Je peux vous assurer que j'ai écris chaque mot de ce livre... Aprés mon passage à la télé, j'ai une fois surpris une conversation entre deux personnes qui se demandaient si j'étais vraiment l'auteur de mon livre; j'étais profondément vexée; Ecrire sa vie ne demande aucun talent particulier, seulement un peu de mémoire.
Votre livre est un cri de révolte. Il aurait pu s'intituler "la princesse rebelle". Pourquoi êtes-vous une incurable révoltée?
Je n'ai pas l'impression d'être une révoltée. J'ai toujours écrit selon mon instinct, tout en sachant que ma liberté s'arrêtait où commence celle des autres. Ma devise est de disposer librement de ma personne tant que je ne heurte pas les miens.
Vous semblez trés attachée à vos origines africaines est-ce par pure coquetterie? par sophistication exotique? ou autre chose de plus profond?
Je n'ai aucune prétention d'aucune profondeur. Je ne peux être autre chose qu'africaine, ce qui entre nous, n'est pas le résultat d'un choix, mais d'un état de fait que j'assume pleinement.
Pensez-vous que les femmes africaines ont un rôle à jouer dans la dénonciation de certains tabous ou insuffisances de nos sociétés, comme vous venez de le faire?
Je ne suis personne pour donner des leçons, et je suis loin de me poser en exemple. J'espère seulement que la femme africaine sera plus consciente de sa valeur, car l'homme n'existe pas sans la femme.

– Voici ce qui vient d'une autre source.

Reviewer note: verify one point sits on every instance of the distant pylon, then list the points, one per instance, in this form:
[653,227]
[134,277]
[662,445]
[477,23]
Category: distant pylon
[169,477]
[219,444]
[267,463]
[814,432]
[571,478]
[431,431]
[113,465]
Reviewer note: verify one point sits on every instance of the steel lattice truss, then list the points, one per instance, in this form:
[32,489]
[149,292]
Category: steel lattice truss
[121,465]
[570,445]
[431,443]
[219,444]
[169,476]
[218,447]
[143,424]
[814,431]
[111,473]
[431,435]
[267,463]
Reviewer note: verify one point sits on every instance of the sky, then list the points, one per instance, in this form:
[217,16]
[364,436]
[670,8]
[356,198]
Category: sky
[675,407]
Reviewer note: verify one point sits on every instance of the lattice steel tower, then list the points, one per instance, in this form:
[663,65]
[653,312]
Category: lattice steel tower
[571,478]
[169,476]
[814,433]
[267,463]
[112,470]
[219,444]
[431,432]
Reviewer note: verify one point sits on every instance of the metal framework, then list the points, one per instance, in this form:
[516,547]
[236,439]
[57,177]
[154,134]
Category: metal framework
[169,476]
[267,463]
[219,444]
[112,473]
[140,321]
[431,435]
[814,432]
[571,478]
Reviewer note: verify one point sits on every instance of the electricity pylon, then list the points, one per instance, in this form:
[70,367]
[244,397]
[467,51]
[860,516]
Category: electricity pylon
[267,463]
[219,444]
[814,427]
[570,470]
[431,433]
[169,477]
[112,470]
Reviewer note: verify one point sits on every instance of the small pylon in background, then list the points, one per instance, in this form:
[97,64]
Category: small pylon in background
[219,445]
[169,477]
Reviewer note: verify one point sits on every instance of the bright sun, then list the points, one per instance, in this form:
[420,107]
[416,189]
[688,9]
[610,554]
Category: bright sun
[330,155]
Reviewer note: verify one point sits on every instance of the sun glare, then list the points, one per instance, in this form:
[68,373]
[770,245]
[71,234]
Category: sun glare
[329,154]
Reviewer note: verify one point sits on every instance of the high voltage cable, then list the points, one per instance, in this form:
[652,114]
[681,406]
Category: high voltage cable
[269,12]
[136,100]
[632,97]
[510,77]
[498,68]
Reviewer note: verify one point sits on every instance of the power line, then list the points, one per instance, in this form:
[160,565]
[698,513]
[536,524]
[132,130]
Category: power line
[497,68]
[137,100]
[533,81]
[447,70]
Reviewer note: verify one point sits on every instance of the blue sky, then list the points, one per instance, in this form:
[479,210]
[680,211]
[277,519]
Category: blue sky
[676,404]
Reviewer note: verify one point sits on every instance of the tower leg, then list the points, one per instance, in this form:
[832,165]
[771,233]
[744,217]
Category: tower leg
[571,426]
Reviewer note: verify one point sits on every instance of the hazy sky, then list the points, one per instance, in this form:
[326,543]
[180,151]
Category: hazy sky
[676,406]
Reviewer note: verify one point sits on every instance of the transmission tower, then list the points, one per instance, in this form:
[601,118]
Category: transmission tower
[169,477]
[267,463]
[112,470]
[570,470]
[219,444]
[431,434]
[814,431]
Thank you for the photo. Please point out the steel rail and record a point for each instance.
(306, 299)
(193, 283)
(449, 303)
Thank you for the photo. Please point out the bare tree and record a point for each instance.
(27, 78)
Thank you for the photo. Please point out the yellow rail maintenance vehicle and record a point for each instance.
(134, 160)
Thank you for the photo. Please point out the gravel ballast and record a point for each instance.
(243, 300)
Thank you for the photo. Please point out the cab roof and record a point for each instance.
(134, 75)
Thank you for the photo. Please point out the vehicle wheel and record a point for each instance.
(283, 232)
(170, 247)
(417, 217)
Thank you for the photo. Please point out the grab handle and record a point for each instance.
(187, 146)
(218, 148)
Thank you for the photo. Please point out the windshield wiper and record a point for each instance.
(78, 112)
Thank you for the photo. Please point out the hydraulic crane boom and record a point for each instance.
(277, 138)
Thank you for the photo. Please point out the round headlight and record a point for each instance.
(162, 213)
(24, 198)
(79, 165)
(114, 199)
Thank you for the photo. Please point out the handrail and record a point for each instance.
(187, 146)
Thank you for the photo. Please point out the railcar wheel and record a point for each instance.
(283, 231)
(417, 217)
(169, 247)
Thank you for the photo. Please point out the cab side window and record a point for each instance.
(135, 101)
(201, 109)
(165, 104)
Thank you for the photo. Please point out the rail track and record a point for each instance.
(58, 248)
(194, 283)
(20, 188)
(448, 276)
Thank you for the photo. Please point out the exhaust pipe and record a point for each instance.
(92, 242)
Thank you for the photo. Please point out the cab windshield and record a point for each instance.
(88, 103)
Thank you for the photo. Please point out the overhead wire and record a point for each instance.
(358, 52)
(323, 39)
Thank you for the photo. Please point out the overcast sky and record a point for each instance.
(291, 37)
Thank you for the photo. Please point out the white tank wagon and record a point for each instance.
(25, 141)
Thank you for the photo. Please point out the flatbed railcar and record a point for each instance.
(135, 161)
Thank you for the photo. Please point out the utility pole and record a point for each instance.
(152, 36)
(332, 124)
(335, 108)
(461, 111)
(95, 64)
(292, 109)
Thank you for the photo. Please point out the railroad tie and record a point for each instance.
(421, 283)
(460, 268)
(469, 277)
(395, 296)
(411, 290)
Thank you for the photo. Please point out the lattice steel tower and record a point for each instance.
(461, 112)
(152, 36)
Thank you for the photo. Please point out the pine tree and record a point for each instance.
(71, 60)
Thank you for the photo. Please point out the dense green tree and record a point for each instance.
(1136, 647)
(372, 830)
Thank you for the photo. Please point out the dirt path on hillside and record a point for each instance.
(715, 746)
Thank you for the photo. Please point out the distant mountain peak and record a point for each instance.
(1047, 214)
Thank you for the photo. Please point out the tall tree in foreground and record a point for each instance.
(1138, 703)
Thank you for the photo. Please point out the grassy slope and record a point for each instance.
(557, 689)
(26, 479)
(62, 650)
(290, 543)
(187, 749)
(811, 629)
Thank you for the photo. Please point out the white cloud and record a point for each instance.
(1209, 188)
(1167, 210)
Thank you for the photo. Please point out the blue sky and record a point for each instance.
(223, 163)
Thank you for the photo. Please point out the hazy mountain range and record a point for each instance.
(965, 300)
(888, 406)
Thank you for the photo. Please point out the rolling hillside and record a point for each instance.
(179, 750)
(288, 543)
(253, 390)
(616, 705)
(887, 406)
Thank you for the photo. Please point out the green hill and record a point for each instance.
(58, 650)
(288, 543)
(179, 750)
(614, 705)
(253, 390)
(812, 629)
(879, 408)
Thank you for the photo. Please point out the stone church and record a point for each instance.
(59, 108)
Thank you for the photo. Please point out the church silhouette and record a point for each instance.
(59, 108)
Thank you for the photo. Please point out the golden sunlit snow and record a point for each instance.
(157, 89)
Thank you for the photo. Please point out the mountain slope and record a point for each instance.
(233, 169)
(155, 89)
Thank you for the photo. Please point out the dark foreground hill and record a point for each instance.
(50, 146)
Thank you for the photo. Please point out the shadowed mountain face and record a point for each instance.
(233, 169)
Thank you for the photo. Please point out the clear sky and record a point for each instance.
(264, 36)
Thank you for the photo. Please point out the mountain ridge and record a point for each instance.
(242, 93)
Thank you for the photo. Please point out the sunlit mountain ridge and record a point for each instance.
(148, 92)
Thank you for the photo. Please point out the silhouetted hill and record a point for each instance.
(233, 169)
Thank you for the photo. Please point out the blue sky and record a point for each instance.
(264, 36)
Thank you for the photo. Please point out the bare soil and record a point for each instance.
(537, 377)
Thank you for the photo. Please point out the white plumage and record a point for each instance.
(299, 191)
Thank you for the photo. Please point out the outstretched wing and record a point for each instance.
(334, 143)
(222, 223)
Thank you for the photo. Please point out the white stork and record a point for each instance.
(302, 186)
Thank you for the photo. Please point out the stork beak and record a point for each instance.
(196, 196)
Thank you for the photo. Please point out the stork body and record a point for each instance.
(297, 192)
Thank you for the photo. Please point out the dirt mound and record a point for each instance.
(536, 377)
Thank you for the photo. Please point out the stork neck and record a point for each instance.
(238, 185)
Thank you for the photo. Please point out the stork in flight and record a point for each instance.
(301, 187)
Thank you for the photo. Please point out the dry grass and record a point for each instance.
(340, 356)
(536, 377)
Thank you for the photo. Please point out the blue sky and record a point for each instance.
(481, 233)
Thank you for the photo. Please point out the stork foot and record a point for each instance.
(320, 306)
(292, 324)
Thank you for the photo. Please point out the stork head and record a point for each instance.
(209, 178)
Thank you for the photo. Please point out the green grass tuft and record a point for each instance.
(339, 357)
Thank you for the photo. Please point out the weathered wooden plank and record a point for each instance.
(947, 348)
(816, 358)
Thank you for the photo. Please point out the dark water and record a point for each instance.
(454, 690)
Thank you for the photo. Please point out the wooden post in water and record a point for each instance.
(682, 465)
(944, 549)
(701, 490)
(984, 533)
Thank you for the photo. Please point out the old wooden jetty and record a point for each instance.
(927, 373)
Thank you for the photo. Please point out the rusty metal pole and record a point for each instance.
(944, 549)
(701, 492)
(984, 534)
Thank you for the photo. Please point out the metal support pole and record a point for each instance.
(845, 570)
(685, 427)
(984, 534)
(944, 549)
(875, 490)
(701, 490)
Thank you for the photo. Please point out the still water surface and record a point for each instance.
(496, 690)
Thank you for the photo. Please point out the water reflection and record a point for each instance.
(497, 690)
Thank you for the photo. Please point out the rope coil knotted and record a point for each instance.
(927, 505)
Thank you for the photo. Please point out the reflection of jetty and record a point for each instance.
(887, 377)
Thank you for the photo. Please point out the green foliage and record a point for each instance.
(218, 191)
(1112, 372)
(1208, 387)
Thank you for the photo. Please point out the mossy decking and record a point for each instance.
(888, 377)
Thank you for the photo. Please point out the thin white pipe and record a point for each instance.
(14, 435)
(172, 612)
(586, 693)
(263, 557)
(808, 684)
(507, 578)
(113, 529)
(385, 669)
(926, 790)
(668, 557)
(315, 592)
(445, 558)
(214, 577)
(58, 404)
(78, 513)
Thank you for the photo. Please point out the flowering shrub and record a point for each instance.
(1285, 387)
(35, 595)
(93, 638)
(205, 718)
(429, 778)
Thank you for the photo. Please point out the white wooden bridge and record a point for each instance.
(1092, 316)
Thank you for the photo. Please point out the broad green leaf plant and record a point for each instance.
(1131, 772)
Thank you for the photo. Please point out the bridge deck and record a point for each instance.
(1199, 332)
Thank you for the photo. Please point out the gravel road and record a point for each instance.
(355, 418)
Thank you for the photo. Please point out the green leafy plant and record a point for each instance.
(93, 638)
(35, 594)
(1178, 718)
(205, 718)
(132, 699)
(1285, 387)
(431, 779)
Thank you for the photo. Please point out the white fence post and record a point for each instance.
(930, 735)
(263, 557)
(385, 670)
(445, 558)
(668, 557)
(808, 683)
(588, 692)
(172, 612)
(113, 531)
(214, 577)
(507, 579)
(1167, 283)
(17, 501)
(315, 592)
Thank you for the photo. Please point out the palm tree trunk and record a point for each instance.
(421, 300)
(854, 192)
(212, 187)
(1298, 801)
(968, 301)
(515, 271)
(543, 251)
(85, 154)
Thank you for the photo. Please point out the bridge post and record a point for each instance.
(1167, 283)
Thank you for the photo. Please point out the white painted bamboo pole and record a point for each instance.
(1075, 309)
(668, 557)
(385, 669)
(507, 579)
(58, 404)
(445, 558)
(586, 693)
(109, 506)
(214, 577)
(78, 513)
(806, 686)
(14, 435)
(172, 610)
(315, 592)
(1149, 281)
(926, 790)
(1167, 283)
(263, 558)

Au-delà de la théorie, que comptez-vous faire concrètement sur le terrain pour aider au changement?
Je ne suis ni militante, ni féministe, parce que les femmes n'ont pas besoin qu'on milite pour elles. Il faut seulement qu'elles prennent conscience de leur valeur comme je le disais. Mais je suis tout-à-fait disponible pour aider tous ceux qui pourraient avoir besoin de moi.